Inspiration bubbles up from the well of memory: fragments of a remembered dream, the imagery from an oft-repeated story, the melody of a song, the name of a flower or tree, a frozen treat or childhood game.
Memories of past experiences, as a participant or merely an observer, inspire and add verisimilitude to a story. Historical facts and obscure bits of knowledge, augmented by research, flesh out details of a story's setting or events.
Given how spotty recall can be, memories become a form of fiction as well. The brain fills in details when memory fails, creating a story that is part truth and part invention.
I've been learning that, spotty, fictionalized memory or no, I have to just plunge in to the writing and see where it leads me. And sometimes memory and its associations lead me to very unexpected places.
In late May I sat next to my daughter at a mother-daughter writing workshop at the public library. The inspiration was a table quilted with Pantone color swatches. My daughter chose blues and greens and wrote (with clarity and depth) of water and overcoming her fear of it. I chose Caramel, Cactus Flower, and Whisper Pink. Cactus Flower led me back to the nopal cactus that is native to the chaparral of South Texas, where my parents and their parents and grandparents and my siblings and I were born. Caramel made me think of making candy, and somehow the two added up to a story about making candy from the red tuna, or fruit, of the nopal. (You can read the piece, "The Color of a Prickly Pear's Heart," at Painted Parrot by clicking here.)
Even now I don't really know how I knew about prickly pear candy. When I was writing, I didn't even know if it existed for sure, though the plunging-ahead part of my writing brain took it as a given. Later on I Googled the term and emailed my dad's cousin, the family genealogist, to see if the story I wrote might have some basis in fact. I didn't need confirmation that what I was writing was true--it is fiction after all--but that it could be true. Somehow the effectiveness of the story demanded that reassurance. My relative spoke with my great-aunt and confirmed that my great-grandmother and her sister-in-law made cactus candy.
A flood of other memories about foraging for sweet (and not so sweet) natural treats met my original question about cactus candy. My father's aunt and cousins recalled picking and eating capulis, comas, duranillios, anacuas, and moras. My great-grandfather roasted quiote, the flower of the Spanish dagger plant, which tasted like steamed broccoli stalks or boiled cabbage (how could something so exotic taste so ordinary?). My dad's cousins chewed on the sticky chaguete from mesquite trees.

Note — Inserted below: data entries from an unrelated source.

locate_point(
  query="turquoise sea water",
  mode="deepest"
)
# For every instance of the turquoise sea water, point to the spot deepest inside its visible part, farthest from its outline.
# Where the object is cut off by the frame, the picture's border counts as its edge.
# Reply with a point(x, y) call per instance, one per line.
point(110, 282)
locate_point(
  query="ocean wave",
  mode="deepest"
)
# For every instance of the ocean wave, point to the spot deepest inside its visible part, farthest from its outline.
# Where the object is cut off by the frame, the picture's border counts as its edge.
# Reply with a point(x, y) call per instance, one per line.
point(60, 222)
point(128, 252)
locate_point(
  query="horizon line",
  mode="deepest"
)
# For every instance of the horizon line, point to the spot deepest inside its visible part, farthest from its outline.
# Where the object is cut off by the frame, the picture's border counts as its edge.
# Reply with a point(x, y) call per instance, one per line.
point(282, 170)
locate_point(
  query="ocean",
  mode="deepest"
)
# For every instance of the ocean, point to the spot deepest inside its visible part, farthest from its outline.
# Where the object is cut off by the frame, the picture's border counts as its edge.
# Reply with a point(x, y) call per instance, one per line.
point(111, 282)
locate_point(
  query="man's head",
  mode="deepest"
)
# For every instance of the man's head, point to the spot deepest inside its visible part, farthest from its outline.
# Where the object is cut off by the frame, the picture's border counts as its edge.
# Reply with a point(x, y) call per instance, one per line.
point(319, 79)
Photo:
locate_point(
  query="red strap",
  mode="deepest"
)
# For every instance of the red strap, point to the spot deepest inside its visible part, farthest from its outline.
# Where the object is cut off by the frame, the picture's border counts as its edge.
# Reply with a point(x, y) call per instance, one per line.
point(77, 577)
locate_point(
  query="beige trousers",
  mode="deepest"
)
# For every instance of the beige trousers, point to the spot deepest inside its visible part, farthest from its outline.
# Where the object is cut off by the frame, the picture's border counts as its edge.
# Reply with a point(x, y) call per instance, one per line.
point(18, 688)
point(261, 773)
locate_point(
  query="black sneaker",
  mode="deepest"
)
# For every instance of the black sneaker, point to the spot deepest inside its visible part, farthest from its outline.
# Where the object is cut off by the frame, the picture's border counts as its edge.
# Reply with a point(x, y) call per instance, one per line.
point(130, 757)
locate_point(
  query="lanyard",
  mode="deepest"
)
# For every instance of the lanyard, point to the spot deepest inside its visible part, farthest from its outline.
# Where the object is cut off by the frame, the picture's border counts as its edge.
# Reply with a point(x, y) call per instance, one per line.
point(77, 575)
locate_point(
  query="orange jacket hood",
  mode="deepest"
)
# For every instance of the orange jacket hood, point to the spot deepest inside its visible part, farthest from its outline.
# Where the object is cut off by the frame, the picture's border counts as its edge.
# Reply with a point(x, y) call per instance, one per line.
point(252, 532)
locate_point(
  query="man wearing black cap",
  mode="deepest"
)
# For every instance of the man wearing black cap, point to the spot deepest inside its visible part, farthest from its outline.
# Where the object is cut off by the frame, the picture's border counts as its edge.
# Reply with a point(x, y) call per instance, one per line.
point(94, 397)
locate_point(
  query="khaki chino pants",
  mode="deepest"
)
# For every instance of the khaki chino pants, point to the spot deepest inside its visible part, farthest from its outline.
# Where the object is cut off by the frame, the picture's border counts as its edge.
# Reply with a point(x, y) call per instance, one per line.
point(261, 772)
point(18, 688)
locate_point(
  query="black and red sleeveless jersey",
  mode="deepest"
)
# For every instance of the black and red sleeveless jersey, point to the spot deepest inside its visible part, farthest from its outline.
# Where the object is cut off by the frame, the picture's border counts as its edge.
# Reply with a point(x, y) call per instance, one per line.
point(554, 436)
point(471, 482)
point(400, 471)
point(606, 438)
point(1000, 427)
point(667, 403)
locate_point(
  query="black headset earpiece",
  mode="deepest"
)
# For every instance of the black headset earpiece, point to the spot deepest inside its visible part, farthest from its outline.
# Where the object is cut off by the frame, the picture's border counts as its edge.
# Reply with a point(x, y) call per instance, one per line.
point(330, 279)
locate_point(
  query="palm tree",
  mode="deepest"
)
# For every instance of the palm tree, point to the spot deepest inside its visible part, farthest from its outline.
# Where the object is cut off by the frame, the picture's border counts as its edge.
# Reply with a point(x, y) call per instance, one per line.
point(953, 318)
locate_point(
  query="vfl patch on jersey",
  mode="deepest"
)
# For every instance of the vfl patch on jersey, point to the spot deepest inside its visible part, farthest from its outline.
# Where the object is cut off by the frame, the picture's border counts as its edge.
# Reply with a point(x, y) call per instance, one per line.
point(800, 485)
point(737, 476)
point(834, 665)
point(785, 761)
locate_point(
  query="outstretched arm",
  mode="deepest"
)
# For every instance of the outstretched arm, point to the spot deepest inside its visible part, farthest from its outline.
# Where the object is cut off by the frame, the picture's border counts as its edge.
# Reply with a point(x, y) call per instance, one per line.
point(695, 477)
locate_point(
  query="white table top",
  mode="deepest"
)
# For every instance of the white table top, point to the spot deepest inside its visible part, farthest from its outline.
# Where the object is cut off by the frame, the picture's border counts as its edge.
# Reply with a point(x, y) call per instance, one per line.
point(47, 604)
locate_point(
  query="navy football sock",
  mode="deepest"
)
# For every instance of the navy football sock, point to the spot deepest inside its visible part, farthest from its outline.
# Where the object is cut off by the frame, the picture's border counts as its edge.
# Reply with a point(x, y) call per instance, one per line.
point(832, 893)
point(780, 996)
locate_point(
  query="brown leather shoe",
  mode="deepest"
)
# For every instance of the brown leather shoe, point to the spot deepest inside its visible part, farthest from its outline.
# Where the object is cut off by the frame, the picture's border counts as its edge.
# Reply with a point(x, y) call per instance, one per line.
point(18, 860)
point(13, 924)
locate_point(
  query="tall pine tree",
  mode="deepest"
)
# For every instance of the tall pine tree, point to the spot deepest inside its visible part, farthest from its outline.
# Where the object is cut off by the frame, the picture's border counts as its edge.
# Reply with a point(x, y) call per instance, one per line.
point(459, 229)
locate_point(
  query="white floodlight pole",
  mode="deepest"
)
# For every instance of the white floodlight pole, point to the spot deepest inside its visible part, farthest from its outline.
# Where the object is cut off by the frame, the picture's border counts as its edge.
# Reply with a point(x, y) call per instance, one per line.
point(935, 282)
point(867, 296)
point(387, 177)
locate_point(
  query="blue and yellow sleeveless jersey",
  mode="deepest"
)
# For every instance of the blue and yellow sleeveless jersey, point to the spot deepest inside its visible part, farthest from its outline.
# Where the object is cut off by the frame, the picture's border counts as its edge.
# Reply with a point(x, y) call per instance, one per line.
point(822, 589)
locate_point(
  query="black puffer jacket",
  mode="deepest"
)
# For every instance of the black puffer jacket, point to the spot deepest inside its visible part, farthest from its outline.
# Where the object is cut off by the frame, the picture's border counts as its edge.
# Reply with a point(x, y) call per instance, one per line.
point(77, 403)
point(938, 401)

Sadly, my dad and his cousins don't have any direct memories of making cactus candy or seeing it being made. But through some sort of alchemy of memory, that story was delivered to me. I think it says something about how difficult life was for my ancestors, how they managed to raise their families on the ranches of South Texas by foraging in a dry, rugged land for whatever sweetness they could find.